Last week, the Hounds managed to bring back the Tome of Dreaming to the elvish city of Silversong. When they arrived they discovered that the Silver Wizards had erupted into chaos after their departure. Vast spellworks had been flung and the Silver Manse was in a terrific state of disrepair, but in the end Naur's master Tholindinar had come out on top.
While most of the session was spent investigating work, arranging treasure, recording xp, and discussing a new party charter (which, at the time of writing, is still being discussed), there was a little in there about joining up with the Silver Wizards, which Naur eventually decided to do. This led me to flesh out their organizational page on the OP wiki a good deal but also to start thinking about the nature of wizardly organizations in the 10th Age.
It's a well known Arunian adage that "wizards build towers," or in other words are prone to isolation for a variety of reasons. A cornerstone of this behavior rests on the fact that wizards are generally highly arrogant. After all, they're capable of controlling the elemental forces of the universe using their own hands, minds, and breath. I'm sure I've said this before, so at the risk of repeating myself the single-mage-single-tower is the most common magical paradigm in the 10th Age.
That being said, there are and have been magical organizations in Arunia in the past. The most famous of these were the ancient Scholae of the First and Second Empire, but these were wiped out at the end of glory days of the empire. Schools of magi are inherently unstable, as it's the equivalent of giving a group of very belligerent Oxford dons who all disagree about fine points of academia hand-mounted flamethrowers and lightning guns.
Elves are inherently less prone to dramatic violence then men, however. While the elves of Arunia are moved by powerful emotions and can easily tip from extreme happiness to extreme sadness, they are more inclined to restrain themselves when the situation calls for it. Magic, certainly, is one of those situations. The great lusty emotions of the elves lead, almost counter-intuitively, to less magical conflict rather than more. The calmer nature of elvish society leads to more harmonious spellcraft and less hording and violence between wizards.
This has found its ultimate expression in the surviving circles of elvish magic. While the cabals of mannish wizards are few and far between (and in this day and age generally limited to small numbers), organizations such as the Silver Wizards and the Cloudsea Sorcerers can have hundreds of members.
While I'm staunchly against associating level with rank (there are plenty of kings and knights who are level 0-3 warriors), magic is hierarchically divided into categories of ability. These scale perfectly with level, so the magical organizations of the 10th Age tend to divide their practitioners by level (as evinced when spells of a certain spell-level become available). IN addition, though Arunia is by no means a magic-saturated world, most elvish magical organizations have recourse to a number of magical items. In this case, enough so that they can outfit the limited number of incoming magi with robes that have minor enchantments woven into them.

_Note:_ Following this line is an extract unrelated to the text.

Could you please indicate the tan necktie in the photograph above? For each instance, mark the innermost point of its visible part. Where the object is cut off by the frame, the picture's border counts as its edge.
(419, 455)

Organizations do something else as well, something powerful and strange, regardless of wether they're magically inclined: they tie the players to a certain place, a certain mindset, and certain acceptable sets of goals that PCs aren't necessarily bounded with. This is one of the reasons why I purposefully chose to have elvish magical organizations kick out their apprentices until level 3—it fits perfectly with the elvish ideal of self-determination, the wizardly ideal of throwing out your apprentice, and the meta-game concern of making sure the player is READY for his character to become part of something larger.
The greater sense of obligation, the ties it engenders, and the way these things can be woven into adventures and the overall adventuring scene are topics I will hopefully explore in more detail in later posts.